9. The skin texture detection method according to any one of claims 1-8, characterized in that, Also includes: The spectral image data of the skin to be detected is preprocessed; Determine the effective area of ​​the target; Spectral inversion is performed on the spectral image data of the skin to be detected in the target effective region to obtain the spectral image of the target effective region; Based on the spectral image of the target effective region, spectral images of multiple preset bands of the target effective region are obtained; Establish the correlation between the spectral image of each preset band of the target effective region and the multiple preset components.

10. The skin texture detection method according to claim 9, characterized in that, Establishing the correlation between the spectral image of each preset band of the target effective region and the multiple preset components includes: Based on the characteristic bands of the multiple preset components in the spectral image of the skin to be detected, the data of the multiple preset components are obtained; Calculate the correlation coefficient between the spectral image data of each preset band of the target effective region and the data of the multiple preset components; Based on the correlation coefficient, the weight of each preset component in the spectral image data of each preset band is determined; The spectral image data of each preset band are weighted and fused using the weights to form the fused feature data to be detected.

11. The skin texture detection method according to claim 10, characterized in that, The skin spectral image data to be detected is input into the skin texture detection model, and the multi-dimensional skin texture detection results are output, including: The fused feature data to be detected is input into the skin texture detection model, and the multi-dimensional skin texture detection result is output.

12. A skin texture detection device, characterized in that, include: A processor configured to perform the skin texture detection method as described in any one of claims 1-11.

13. The skin texture detection device according to claim 12, characterized in that, Also includes: The system comprises a microlens array, a filter unit array, and a photoelectric sensor array coupled to the processor, arranged along an optical path.
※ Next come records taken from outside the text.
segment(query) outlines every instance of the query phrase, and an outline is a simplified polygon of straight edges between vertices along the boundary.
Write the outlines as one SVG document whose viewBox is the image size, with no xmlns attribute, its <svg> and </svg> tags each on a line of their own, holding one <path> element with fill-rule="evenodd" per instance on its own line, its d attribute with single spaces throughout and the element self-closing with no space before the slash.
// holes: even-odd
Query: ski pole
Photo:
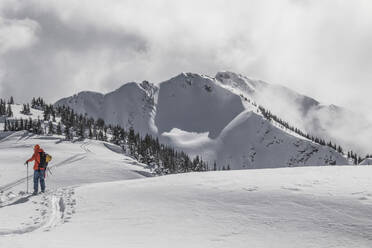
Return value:
<svg viewBox="0 0 372 248">
<path fill-rule="evenodd" d="M 28 194 L 28 163 L 27 163 L 27 194 Z"/>
</svg>

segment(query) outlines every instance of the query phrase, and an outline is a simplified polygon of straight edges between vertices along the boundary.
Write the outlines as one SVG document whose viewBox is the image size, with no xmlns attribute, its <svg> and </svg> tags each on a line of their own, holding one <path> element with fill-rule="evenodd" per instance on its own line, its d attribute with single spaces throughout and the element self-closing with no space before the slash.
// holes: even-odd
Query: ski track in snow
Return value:
<svg viewBox="0 0 372 248">
<path fill-rule="evenodd" d="M 9 137 L 9 136 L 8 136 Z M 6 137 L 6 138 L 8 138 Z M 19 139 L 25 139 L 29 137 L 21 136 Z M 2 140 L 1 142 L 4 142 Z M 71 163 L 80 161 L 86 158 L 86 154 L 90 153 L 88 146 L 90 142 L 84 142 L 80 145 L 80 148 L 84 151 L 80 154 L 75 154 L 57 164 L 50 166 L 50 169 L 61 167 L 64 165 L 69 165 Z M 33 175 L 28 177 L 32 181 Z M 27 177 L 21 178 L 19 180 L 8 183 L 0 187 L 1 194 L 4 194 L 6 191 L 13 189 L 15 186 L 20 185 L 27 181 Z M 11 234 L 24 234 L 33 232 L 38 229 L 43 229 L 44 231 L 50 231 L 52 228 L 56 227 L 58 224 L 68 222 L 71 219 L 72 214 L 75 212 L 74 206 L 76 200 L 72 199 L 74 195 L 73 189 L 60 189 L 55 192 L 46 193 L 43 195 L 32 196 L 27 195 L 23 192 L 20 192 L 18 196 L 14 197 L 13 192 L 8 192 L 9 199 L 6 201 L 0 201 L 0 209 L 5 207 L 11 207 L 18 204 L 24 204 L 26 202 L 32 201 L 33 204 L 38 204 L 43 206 L 43 210 L 36 208 L 38 214 L 32 219 L 33 223 L 21 223 L 20 227 L 16 229 L 2 229 L 0 228 L 0 236 L 11 235 Z M 41 197 L 41 200 L 40 200 Z"/>
<path fill-rule="evenodd" d="M 74 189 L 63 188 L 55 192 L 45 193 L 37 196 L 25 196 L 18 200 L 18 203 L 8 204 L 14 206 L 29 202 L 35 205 L 34 216 L 31 221 L 20 223 L 15 229 L 1 229 L 0 236 L 25 234 L 36 230 L 50 231 L 52 228 L 68 222 L 73 213 L 75 213 L 76 200 L 73 199 Z"/>
</svg>

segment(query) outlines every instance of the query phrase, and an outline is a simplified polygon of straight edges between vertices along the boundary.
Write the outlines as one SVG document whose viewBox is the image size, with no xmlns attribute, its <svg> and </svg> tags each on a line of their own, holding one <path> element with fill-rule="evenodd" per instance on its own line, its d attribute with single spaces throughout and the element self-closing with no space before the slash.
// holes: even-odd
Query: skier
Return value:
<svg viewBox="0 0 372 248">
<path fill-rule="evenodd" d="M 41 192 L 45 192 L 45 169 L 46 169 L 46 161 L 45 161 L 45 153 L 44 150 L 40 148 L 39 145 L 34 146 L 34 154 L 30 159 L 25 162 L 25 165 L 28 165 L 29 162 L 35 161 L 34 163 L 34 193 L 33 195 L 37 195 L 39 189 L 39 181 Z"/>
</svg>

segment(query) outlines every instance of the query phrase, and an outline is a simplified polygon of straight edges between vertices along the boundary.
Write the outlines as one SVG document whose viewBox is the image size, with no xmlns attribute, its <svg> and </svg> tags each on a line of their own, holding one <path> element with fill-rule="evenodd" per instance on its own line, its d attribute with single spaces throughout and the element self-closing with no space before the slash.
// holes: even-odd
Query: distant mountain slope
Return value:
<svg viewBox="0 0 372 248">
<path fill-rule="evenodd" d="M 248 92 L 264 87 L 261 84 L 241 87 Z M 255 104 L 240 96 L 240 86 L 234 87 L 229 89 L 218 77 L 182 73 L 158 86 L 128 83 L 103 98 L 78 94 L 56 105 L 156 135 L 191 156 L 201 155 L 210 167 L 214 161 L 218 168 L 231 169 L 348 163 L 333 149 L 265 119 Z M 94 97 L 102 102 L 84 99 Z"/>
<path fill-rule="evenodd" d="M 372 123 L 362 115 L 335 105 L 323 105 L 286 87 L 233 72 L 219 72 L 216 79 L 222 86 L 253 99 L 314 136 L 332 140 L 358 153 L 372 150 Z"/>
</svg>

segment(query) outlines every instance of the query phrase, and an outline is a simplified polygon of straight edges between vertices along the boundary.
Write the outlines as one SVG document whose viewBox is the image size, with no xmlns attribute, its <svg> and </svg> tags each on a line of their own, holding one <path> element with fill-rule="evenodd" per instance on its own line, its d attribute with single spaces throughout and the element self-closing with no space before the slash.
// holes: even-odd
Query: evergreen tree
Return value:
<svg viewBox="0 0 372 248">
<path fill-rule="evenodd" d="M 8 104 L 8 108 L 6 110 L 6 115 L 7 115 L 7 117 L 12 117 L 13 116 L 12 106 L 10 104 Z"/>
</svg>

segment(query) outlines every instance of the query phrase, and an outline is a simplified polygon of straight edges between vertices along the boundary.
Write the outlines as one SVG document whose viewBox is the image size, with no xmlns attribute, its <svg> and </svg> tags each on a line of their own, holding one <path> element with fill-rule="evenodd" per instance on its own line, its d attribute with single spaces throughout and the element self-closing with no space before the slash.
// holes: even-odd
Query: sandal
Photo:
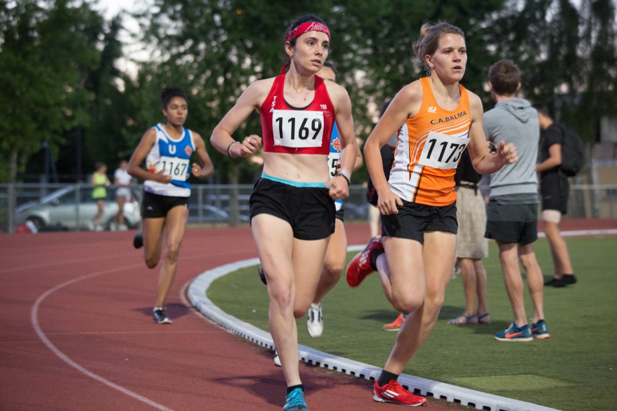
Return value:
<svg viewBox="0 0 617 411">
<path fill-rule="evenodd" d="M 485 317 L 487 317 L 487 316 L 491 315 L 491 313 L 490 312 L 485 312 L 484 314 L 482 314 L 481 315 L 478 315 L 478 314 L 476 314 L 476 315 L 478 315 L 478 324 L 491 324 L 491 319 L 489 319 L 486 321 L 482 321 L 482 319 L 484 318 Z"/>
<path fill-rule="evenodd" d="M 486 315 L 486 314 L 485 314 Z M 460 325 L 465 325 L 466 324 L 477 324 L 478 321 L 473 321 L 473 319 L 478 317 L 478 314 L 471 314 L 471 315 L 465 315 L 463 312 L 460 315 L 456 318 L 453 318 L 452 320 L 448 321 L 449 324 L 458 324 Z M 461 320 L 465 319 L 464 322 L 461 322 Z"/>
</svg>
Each filter unit includes a filter sub-unit array configured to form multiple spectral channels. The photoelectric sensor is configured to convert incident light signals into electrical signals. The processor is configured to generate spectral image data of the skin sample or the skin to be tested based on the electrical signals. The spectral image data includes data from the multiple spectral channels, which cover the visible light band and the near-infrared band.

14. A computer-readable storage medium, characterized in that, It includes computer-executable instructions stored thereon, which, when executed by a processor, implement the skin texture detection method as described in any one of claims 1-11.